Rivian cuts jobs, sees annual production far below estimates

Rivian said on Wednesday it would cut its workforce by 10% and forecast EV production this year that widely missed estimates, hurt by downtime for factory upgrades and slowing demand for electric vehicles due to high interest rates.

Shares of the company tumbled about 17% in extended trading after Rivian said it expects to produce 57,000 vehicles in 2024, well below estimates of 81,700 units, according to eight analysts polled by Visible Alpha. It produced 57,232 vehicles last year.

“We firmly believe in the full electrification of the automotive industry, but recognize in the short-term, the challenging macro-economic conditions,” CEO RJ Scaringe said in a statement on Wednesday.

Amazon.com-backed Rivian has been burning through cash to ramp up production of its R1S SUV and R1T pickup trucks as it spends on building a new factory in Georgia and loses thousands of dollars on every vehicle it builds.

The company’s cash burn comes at a time when demand for EVs has slowed, with Tesla

CEO Elon Musk warning that high interest rates are making cars unaffordable.

After shying away from reducing the price of its vehicles last year despite a price war sparked by Tesla, Rivian this month cut the price of its R1T pickup trucks and R1S SUVs by $3,100.

Meanwhile, Lucid also forecast production for 2024 that was much lower than Wall Street’s expectations, even after it cut prices of its Lucid Air luxury electric sedans last week.

Rivian’s cash and cash equivalents were $7.86 billion at the end of the December-quarter, compared with $7.94 billion in the preceding three-month period.

It also recorded a 10% fall in deliveries in the fourth quarter, missing estimates, citing lack of deliveries to Amazon in the three-month period to focus on the holiday period.

However, revenue for the October-December period stood at $1.32 billion, above Wall Street estimates of $1.26 billion, according to LSEG data.

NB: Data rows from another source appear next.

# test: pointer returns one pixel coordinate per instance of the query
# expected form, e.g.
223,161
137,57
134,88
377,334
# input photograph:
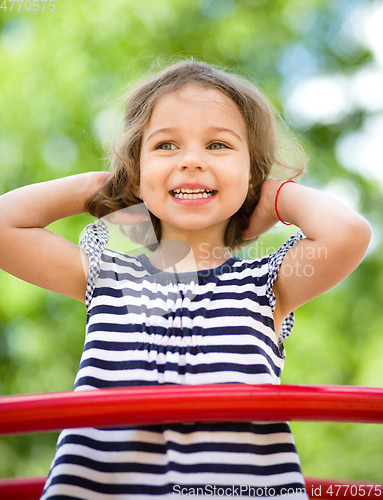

Rivian has been posting a loss on every vehicle it sells and expects to record its first quarter of positive gross margin later this year.

The company’s R2 platform, which is expected to be cheaper and smaller, is set to be unveiled early next month.

The company reported a net loss of $1.52 billion for the fourth quarter ended Dec. 31, compared with a loss of $1.72 billion a year earlier.